Does SM have more FP units than those "cuda cores"?

Have a compute-intensive cuda kernel that only do 32-bit FP fmad instructions

RTX3070 TI
→ 48 SM
→ 128 CUDA cores / SM
→ Total of 6144 CUDA cores

Interestingly, the result shows that each SM seems to have more FP units that can execute CUDA fmad instructions

I assume each CUDA core executes each different thread’s FP instructions
Therefore, as RTX3070TI has total 6144 cuda cores, I expect that when the total #threads with #blocks exceed 6144, the execution time will double, however, the execution time jumps after 24576 threads. I have other similar kernel that also shows the same number deterministically

(Q) Inside SM, does additional FP execution units exist that execute CUDA fmad instructions ?

Just looking at the numbers,

(128 + x) x 48 = 24576
x = 384 additional FP execution units per SM?

By the way, I found this in the manual

It sounds like each SM has additional 168 FP64 units?
Does this translate into effective 168 x 2 = 336 FP32 execution units?

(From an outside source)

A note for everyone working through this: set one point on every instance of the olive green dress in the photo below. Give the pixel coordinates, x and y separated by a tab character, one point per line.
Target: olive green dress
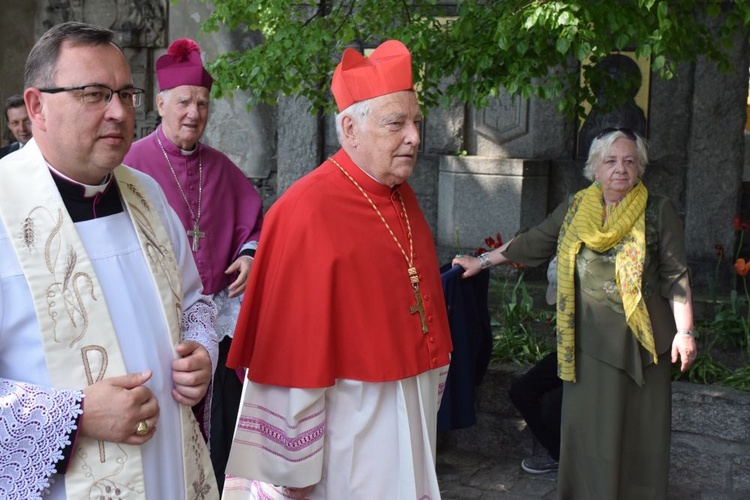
616	418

336 is not quite close to 384 I observed, but I’d like to find out if someone could share what’s occuring

Thanks !

There aren’t additional CUDA cores. deviceQuery should accurately identify the number of CUDA cores, i.e. the number of FP32 units. However if you are issuing dependent work, then subsequent FFMA/FMUL/FADD instructions may not issue if there are previous dependencies/results not yet satisfied. If you then increase threads (which to me means issuing independent work, but I acknowledge you’ve not described what you are doing to that extent), then you may well see an increase in throughput. GPUs generally like “more threads” for this reason (latency hiding).

no.

Please read: The 168 units are for GPUs with 84 SMs. 2 per SM.

So your 48 SMs yield 3072 FP32, 3072 mixed FP32/INT32 and 96 FP64 cores.

Or 64 FP32, 64 mixed FP32/INT32 and 2 FP64 per SM.
The FP64 units are shared between the SM partitions, whereas the other units (a quarter each) are specific to one of the 4 SM partitions per SM.

You also get Tensor Cores, which can execute FMA instructions on up to TF32 types (which have 19 bits).
For INT32 you have an additional half core per SM for the uniform datapath (the name core means 1 pipelined instruction per clock bandwidth, half core means 2 clock cycles per math instruction bandwidth). It is mostly used for calculating loop variables and memory offsets, which are the same over the 32 threads of a warp.

FP64, uniform datapath and tensor cores have to be accessed specifically (with different instructions), they do not execute the FP32 or INT32 fmad instructions.